Their efforts come none too soon, and in concert with other government initiatives in the digital space: as part of its recently announced Digital Charter, the federal government will hold consultations about various concepts of de-identification, the risks of reidentification and the need for new standards to control data safely and effectively.

If and when those standards are identified, we will need a private entity or a government organization to monitor and certify those standards are appropriate and carefully followed.

Organizations like ISO, the International Organization for Standardization, already do a lot of that kind of work: pretty much any industrial or commercial activity is covered, and ISO-issued certificates of performance can show whether a company or process is meeting the safety standards established for it or not.

Be it for food or electrical equipment or personal identifying data, once standards for safe usage are set, the authority to lay down monetary and regulatory penalties for non-compliance must also be in place.
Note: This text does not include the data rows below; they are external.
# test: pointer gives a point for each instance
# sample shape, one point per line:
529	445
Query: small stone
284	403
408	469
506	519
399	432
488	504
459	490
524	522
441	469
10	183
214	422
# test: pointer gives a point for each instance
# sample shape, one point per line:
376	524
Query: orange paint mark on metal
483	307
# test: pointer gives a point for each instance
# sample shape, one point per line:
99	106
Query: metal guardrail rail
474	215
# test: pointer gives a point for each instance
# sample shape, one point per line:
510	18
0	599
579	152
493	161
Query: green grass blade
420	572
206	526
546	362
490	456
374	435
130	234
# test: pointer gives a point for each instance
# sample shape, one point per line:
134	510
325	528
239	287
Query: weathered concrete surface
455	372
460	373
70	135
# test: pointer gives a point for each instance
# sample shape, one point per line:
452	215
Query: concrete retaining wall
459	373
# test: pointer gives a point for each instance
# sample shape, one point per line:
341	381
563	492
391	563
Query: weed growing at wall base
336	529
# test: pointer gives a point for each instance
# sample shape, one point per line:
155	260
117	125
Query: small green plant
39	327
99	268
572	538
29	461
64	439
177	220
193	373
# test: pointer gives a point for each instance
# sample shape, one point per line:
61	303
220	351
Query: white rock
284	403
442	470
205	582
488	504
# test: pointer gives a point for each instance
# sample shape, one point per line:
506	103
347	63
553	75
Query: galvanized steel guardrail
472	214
a check mark made of graphic ones and zeroes

Check the box: Data privacy and protection must be anchored with strong legislative capabilities and backed up by the ability to levy serious financial and operational penalties.

In an opinion piece about data collection and consent for same, Konrad von Finckenstein, the former head of the Canadian Radio-television and Telecommunications Commission, wrote that the “authority to levy administrative monetary penalties against data gatherers that misrepresent that they properly anonymize according to the prescribed standards” would be a needed and necessary component of any plan to protect personal data and information.

His call echoes that of the country’s Privacy Commissioner, Daniel Therrien, who wants more muscle for his office’s efforts to police privacy protection for Canadians.

Yes, standards are useful and regulation appropriate. But serious penalties are needed to bring greater personal privacy and data protection to the digital world.